Really nothing

  Something’s running through my head and I don’t know what it is. This feeling of fear, insecurity and… how should I call it?… lostness?? is that even a word?! I don’t know. I don’t care. Something is missing. I know what it is, but I can do nothing about it. And it’s eating me alive. This hole inside of me… it grows larger and larger whenever he’s not around, whenever we’re apart. This is bullshit… I mean… I shouldn’t complain, I shouldn’t even bring this up. Things happened. Bad things. And now… these are just the consequences… “the poetic justice of cause and effect”, isn’t it? Well… I know, I understand, but this doesn’t take away the feeling of despair and agony. 
   And the dreams… Those weird dreams that I remember clearly in the morning, but I forget the images soon after I’m awake.

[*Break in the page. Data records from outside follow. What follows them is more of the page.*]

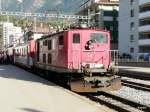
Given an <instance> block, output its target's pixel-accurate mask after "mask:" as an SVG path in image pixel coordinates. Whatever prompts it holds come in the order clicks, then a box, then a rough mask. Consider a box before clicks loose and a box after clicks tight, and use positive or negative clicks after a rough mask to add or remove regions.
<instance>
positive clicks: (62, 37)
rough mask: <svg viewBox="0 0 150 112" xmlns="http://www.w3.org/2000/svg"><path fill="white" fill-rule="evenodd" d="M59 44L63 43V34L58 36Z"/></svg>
mask: <svg viewBox="0 0 150 112" xmlns="http://www.w3.org/2000/svg"><path fill="white" fill-rule="evenodd" d="M59 45H64V36H63V35H61V36H59Z"/></svg>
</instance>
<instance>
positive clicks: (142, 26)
mask: <svg viewBox="0 0 150 112" xmlns="http://www.w3.org/2000/svg"><path fill="white" fill-rule="evenodd" d="M138 30H139V40H138V49H139V51H138V56H142V55H143V54H146V53H150V0H139V28H138Z"/></svg>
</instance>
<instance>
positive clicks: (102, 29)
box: [37, 28, 109, 41]
mask: <svg viewBox="0 0 150 112" xmlns="http://www.w3.org/2000/svg"><path fill="white" fill-rule="evenodd" d="M75 30H94V31H101V32H109V31H107V30H104V29H91V28H84V29H67V30H63V31H59V32H56V33H52V34H48V35H43V36H42V38H39V39H37V40H38V41H39V40H43V39H47V38H50V37H52V36H55V35H59V34H61V33H64V32H67V31H75Z"/></svg>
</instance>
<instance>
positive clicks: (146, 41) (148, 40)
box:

Although the feelings keep haunting me the whole day… Fear, anxiety, despair. The belief that I don’t belong here . I want to go Home. He’s my Home. I belong there.
    But maybe this isn’t about me. Maybe this is about something else. Something like a hidden world, something that’s somewhere behind me. That something that I often feel touching me in the dark, or whenever I’m about to Awake, when all of those thoughts are engulfing my head, covering my ears, sawing my eyes, filling my mouth with blood. And, with my hand shivering, I try to keep myself together and make it through the day.

   Always waiting, never listening, never paying attention… forever blind. How come I can never see?